UNQ_C7 (UNIQUE CELL IDENTIFIER, DO NOT EDIT)

GRADED_FUNCTION: preprocess_data

def preprocess_data(train_data, test_data, count_threshold):
“”"
Preprocess data, i.e.,
- Find tokens that appear at least N times in the training data.
- Replace tokens that appear less than N times by “” both for training and test data.
Args:
train_data, test_data: List of lists of strings.
count_threshold: Words whose count is less than this are
treated as unknown.

Returns:
    Tuple of
    - training data with low frequent words replaced by "<unk>"
    - test data with low frequent words replaced by "<unk>"
    - vocabulary of words that appear n times or more in the training data
"""
### START CODE HERE (Replace instances of 'None' with your code) ###

# Get the closed vocabulary using the train data
vocabulary = get_words_with_nplus_frequency(train_data, count_threshold=count_threshold)

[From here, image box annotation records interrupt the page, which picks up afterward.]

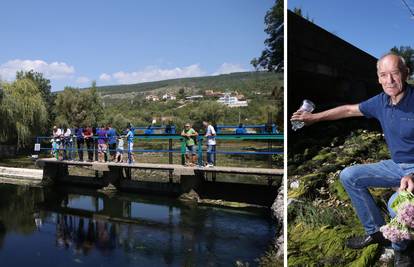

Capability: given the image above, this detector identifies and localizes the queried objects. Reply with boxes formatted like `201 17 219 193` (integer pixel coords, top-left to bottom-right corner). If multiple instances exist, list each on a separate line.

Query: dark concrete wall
0 145 17 158
287 10 385 114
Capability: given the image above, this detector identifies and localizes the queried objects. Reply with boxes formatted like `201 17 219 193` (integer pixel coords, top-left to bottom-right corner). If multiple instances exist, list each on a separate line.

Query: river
0 184 275 267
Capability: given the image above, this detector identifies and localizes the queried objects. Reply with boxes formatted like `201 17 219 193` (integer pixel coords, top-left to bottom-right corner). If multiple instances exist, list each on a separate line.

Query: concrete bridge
36 158 284 206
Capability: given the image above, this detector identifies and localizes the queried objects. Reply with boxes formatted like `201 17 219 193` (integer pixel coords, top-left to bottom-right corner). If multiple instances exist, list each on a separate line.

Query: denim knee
387 192 398 218
339 167 354 186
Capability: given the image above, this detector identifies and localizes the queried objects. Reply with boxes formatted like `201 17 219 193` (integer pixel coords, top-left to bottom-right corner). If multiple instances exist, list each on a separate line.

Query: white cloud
99 64 206 84
99 73 111 81
76 76 91 83
0 59 75 81
212 62 248 75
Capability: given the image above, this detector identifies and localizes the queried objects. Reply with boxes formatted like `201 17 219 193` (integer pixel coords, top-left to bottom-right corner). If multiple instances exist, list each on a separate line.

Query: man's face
377 55 408 97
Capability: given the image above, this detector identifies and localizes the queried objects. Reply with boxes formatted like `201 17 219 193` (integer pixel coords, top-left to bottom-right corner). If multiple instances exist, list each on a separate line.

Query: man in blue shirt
106 124 117 161
125 126 135 163
291 53 414 266
75 127 85 161
236 123 246 134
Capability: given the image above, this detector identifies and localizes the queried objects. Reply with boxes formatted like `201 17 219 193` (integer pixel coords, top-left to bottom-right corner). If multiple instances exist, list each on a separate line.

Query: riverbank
288 130 393 266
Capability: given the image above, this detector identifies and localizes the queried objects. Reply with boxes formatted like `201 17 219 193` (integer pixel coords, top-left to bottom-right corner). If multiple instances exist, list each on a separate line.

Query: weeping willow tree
0 79 48 148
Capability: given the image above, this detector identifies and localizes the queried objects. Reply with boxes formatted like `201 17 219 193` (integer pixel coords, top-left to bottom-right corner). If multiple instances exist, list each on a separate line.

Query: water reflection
0 185 274 266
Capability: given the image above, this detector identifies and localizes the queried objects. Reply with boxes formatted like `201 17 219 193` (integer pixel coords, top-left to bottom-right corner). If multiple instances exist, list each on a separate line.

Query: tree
177 88 185 99
16 70 54 108
390 46 414 76
250 0 284 71
0 79 48 148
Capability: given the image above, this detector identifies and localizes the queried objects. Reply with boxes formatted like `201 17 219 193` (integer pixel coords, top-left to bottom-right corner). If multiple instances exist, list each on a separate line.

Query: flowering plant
380 191 414 243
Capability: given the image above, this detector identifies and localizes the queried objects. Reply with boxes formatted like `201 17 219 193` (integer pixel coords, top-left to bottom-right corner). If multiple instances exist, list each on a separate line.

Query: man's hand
400 175 414 192
290 110 317 125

# For the train data, replace less common words with "<unk>"
train_data_replaced = replace_oov_words_by_unk(train_data, vocabulary, unknown_token="<unk>")

# For the test data, replace less common words with "<unk>"
test_data_replaced = replace_oov_words_by_unk(test_data, vocabulary, unknown_token="<unk>")

### END CODE HERE ###
return train_data_replaced, test_data_replaced, vocabulary


Can anyone help me to check where I made a mistake? My replace_oov_words_by_unk function was tested and passed.

Hi Binqi_Lian,

You may not want to hardcode unknown_token in replace_oov_words_by_unk

Yes, I tried. But it still shows me an error.

### START CODE HERE ###

# Get the closed vocabulary using the train data
vocabulary = get_words_with_nplus_frequency(train_data, count_threshold=count_threshold)

# For the train data, replace less common words with "<unk>"
train_data_replaced = replace_oov_words_by_unk(train_data, vocabulary)

# For the test data, replace less common words with "<unk>"
test_data_replaced = replace_oov_words_by_unk(test_data, vocabulary)

### END CODE HERE ###
return train_data_replaced, test_data_replaced, vocabulary

In that case there’s a problem somewhere else. If you cannot find it, feel free to send me your notebook as an attachment to a direct mail so I can have a look.

I just sent my notebook to you. Thank you so much!

Hi Binqi-Lian,

You have to include unknown_token as a parameter in replace_oov_by_unk; just don’t hardcode it!